15 Aralık 2011 Perşembe

istiklali 4 saatte yürüyememek

öyle ki amaç galatadan karaköy'e inmek, eminönüne geçip sonra geri dönmekti. takribi 5 saate yayılmasını istediğim ayaküstü gezinin 4. saatinin sonunda şişhaneye ulaşabildiğim için mutlu, hava karardığı için dönme zorunluluğu hissederek metroya bindim ve evimin yolunu tuttum.

peki neden gezinin sonu gelmedi?

1. salt istanbul

istanbullaşmak sergisi o kadar güzel ki, kelimelerle toplanan olaylardan her türlü yazıyı, fotoğrafı, videoyu izleyebileceğiniz interaktif bir sergi olmuş. en çok vakit burada harcanıyor, şöyle rahat rahat incelemelik vakit ayırmak lazım.
























2. borusan müzik evi

seçkin pirim'in heykelleri var içeride, 2 katta sergi var zaten diğer katlar konser alanı. bu katlarda da bildikleri herşeyi anlatmaya gönüllü rehberler var, föy veya tanıtıcı hiç bir şey olmadığı için bu görevi seve seve üstleniyorlar. En üst katta muhteşem kokulara sahip bir bahçesi var, en alt katta da bir cafe ve kitapevi var (robinson crusoe).
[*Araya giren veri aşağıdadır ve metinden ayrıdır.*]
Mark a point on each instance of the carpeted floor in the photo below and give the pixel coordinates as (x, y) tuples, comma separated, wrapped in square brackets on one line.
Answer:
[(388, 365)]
Binanın ön cephesi her ne kadar eski dursa da iç taraf komple yıkılıp tekrar yapılmış, tasarımcısı da gökhan avcıoğlu. detaylarıyla birlikte şa-ha-ne olmuş ! sergiyi gezmek çok vakit almıyor ama detay incelemek isteyenler daha çok vakit ayırmalı. Bir de haftasonları ofis-müze olan bir yapısı daha var Borusan'ın. oraya da gidip ikisi hakkında daha ayrıntılı yazarım diye düşünmekteyim.

















ha gezinin asıl amacı da fotoğraf çekmekti. kafa böyle yerlere gidince, çektiğim fotoğrafların da kimseye hayrı olmuyor tabi. gülücük ve veda.



12 Aralık 2011 Pazartesi

fikir dediğin yürüyerek gelir mi?

DırııırırırırırırDIIIIMM

bu seneki yılbaşı kartlarının teması ne olsun ne olsun!! diye düşünüyorum hala,

kartlar geliyoooo o o o o ooo rr !!!

önce fikri gelecek tabi, neyse var bir şeyler aklımda.

bu sefer son dakikaya da bırakmıcam hem, yeni yıla girmeden kartlarınız düşecek posta kutularınaa a a aa!!!

sabırla bekleyiniz efenim.

9 Aralık 2011 Cuma

7 Aralık 2011 Çarşamba

romalıların yüzme bilmediğinin ispatı

















bu fotoğrafın çekildiği akşam, en çok özlenilen akşamlardan biridir.

o duvardan su akıyor, sıçraya sıçraya. biz de yürüyoruz ki kenarından ıslanalım diye. neyin kafası?

ayakları suya değdirmekle başladık, sonra hal bu hal. richard meier gidecek romaya, bir sunağı korumak için müze tasarlayacak, önüne de havuz, biz de gidip 4 yıldır ismini sürekli duyduğumuz bu tasarımcının tasarladığı havuzda eğlenmeyecektik de ne yapacaktık? müzeyi mi gezecektik?

üzgünüm Richard, vakit olmadı müzeyi gezmeye, şöyle bir baktık içine sadece. Ama havuz şahaneydi, romalılar neden beğenmiyor anlamıyorum, yüzme bilmiyorlar herhalde.